You are viewing a plain text version of this content. The canonical link for it is here.
Posted to users@kafka.apache.org by David Garcia <da...@spiceworks.com> on 2016/08/02 15:47:07 UTC

KTable and Rebalance Operations

Hello, I’ve googled around for this, but haven’t had any luck.  Based upon this: http://docs.confluent.io/3.0.0/streams/architecture.html#state  KTables are local to instances.  An instance will process one or more partitions from one or more topics.  How does Kstreams/Ktables handle the following situation?

A single application instance is processing 4 partitions from a topic.  The application is using a Ktable.  Each event triggers lookups in the KTable.  Now, a new application instance is started.  This triggers a rebalancing of the partitions.  2 partitions originally processed by the first instance migrate to the new instance.  What happens with the KTable?  Is the entire table “migrated” also?  This would be nice because lookups (in the first instance) triggered by particular events should be identical to lookups (in the second instance) triggered by those same events.

-David

Re: KTable and Rebalance Operations

Posted by "Matthias J. Sax" <ma...@confluent.io>.
Hi David,

on startup of the second application instance, the KTable is effectively
partitioned into two distinct partial KTables, each holding the
key-valus pairs for their corresponding assigned partitions.

Thus, your "lookups" on each instance, can only access the key-value
pairs for the set of keys assigned to each instance. There is no
replication of the whole KTable to both instances happening.

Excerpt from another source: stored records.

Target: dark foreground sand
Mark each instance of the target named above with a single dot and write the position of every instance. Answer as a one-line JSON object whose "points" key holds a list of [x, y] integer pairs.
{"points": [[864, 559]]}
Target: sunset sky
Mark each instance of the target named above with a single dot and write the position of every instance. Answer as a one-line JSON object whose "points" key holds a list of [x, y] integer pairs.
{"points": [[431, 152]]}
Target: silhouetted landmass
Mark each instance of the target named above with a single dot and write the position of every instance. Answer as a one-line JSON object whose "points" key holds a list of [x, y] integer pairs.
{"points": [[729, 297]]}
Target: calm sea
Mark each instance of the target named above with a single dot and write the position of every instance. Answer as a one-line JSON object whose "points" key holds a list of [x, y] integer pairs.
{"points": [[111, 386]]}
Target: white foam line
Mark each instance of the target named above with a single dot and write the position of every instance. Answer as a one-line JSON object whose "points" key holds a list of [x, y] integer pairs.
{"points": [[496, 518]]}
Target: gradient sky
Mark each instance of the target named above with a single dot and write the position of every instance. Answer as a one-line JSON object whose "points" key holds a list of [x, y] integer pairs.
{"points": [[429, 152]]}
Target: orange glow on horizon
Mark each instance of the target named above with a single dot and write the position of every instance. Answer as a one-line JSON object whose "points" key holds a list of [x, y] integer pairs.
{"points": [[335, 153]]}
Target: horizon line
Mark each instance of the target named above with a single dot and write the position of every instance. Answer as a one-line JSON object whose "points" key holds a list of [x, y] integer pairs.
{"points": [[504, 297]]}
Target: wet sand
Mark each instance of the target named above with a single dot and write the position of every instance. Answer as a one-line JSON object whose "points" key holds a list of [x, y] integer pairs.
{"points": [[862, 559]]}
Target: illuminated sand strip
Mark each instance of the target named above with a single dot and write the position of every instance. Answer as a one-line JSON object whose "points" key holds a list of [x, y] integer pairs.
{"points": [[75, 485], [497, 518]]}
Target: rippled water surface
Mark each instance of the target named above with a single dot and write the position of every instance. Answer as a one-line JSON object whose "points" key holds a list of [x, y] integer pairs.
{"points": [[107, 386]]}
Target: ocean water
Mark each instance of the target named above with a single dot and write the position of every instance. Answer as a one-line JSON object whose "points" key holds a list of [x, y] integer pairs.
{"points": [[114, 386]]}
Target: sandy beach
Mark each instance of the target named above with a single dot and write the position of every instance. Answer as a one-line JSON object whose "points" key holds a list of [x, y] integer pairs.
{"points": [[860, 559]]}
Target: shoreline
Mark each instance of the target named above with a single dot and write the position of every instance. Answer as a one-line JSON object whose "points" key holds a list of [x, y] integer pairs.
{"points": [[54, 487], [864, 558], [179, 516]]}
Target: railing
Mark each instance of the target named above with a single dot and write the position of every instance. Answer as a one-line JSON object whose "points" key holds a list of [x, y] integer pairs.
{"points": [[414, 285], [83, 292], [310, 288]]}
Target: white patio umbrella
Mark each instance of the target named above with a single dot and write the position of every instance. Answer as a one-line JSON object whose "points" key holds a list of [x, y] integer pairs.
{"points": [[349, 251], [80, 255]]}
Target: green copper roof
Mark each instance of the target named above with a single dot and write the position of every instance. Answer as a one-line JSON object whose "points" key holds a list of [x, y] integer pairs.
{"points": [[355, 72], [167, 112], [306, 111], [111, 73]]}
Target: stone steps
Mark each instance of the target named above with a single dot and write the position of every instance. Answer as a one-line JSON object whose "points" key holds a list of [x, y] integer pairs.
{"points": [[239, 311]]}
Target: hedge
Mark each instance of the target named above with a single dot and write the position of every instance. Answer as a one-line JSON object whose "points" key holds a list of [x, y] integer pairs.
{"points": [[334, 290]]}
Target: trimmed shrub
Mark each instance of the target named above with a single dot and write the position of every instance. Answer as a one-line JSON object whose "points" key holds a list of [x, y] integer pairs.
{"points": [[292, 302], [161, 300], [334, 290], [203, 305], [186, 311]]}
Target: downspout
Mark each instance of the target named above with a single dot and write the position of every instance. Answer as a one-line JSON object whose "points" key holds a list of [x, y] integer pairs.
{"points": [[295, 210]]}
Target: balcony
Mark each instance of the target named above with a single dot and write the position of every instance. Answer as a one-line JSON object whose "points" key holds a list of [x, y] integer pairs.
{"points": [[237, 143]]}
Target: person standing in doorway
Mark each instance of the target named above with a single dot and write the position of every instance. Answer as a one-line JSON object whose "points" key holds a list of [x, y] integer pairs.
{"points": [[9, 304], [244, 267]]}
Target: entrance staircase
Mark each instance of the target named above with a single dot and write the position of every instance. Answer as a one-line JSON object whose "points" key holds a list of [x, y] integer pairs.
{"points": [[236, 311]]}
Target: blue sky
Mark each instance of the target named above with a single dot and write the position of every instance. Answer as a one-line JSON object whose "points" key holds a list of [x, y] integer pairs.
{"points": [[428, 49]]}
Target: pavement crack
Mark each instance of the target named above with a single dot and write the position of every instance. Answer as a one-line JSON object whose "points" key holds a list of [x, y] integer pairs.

We are aware, that a global view over the whole KTable (ie, all local
KTable partitions over all running applications instances) is a nice
feature. There is already a KIP in place and we hope to release this
feature, soon:

Have look here for QA KIP-67
https://cwiki.apache.org/confluence/display/KAFKA/KIP-67%3A+Queryable+state+for+Kafka+Streams


-Matthias


On 08/02/2016 05:47 PM, David Garcia wrote:
> Hello, I’ve googled around for this, but haven’t had any luck.  Based upon this: http://docs.confluent.io/3.0.0/streams/architecture.html#state  KTables are local to instances.  An instance will process one or more partitions from one or more topics.  How does Kstreams/Ktables handle the following situation?
> 
> A single application instance is processing 4 partitions from a topic.  The application is using a Ktable.  Each event triggers lookups in the KTable.  Now, a new application instance is started.  This triggers a rebalancing of the partitions.  2 partitions originally processed by the first instance migrate to the new instance.  What happens with the KTable?  Is the entire table “migrated” also?  This would be nice because lookups (in the first instance) triggered by particular events should be identical to lookups (in the second instance) triggered by those same events.
> 
> -David
>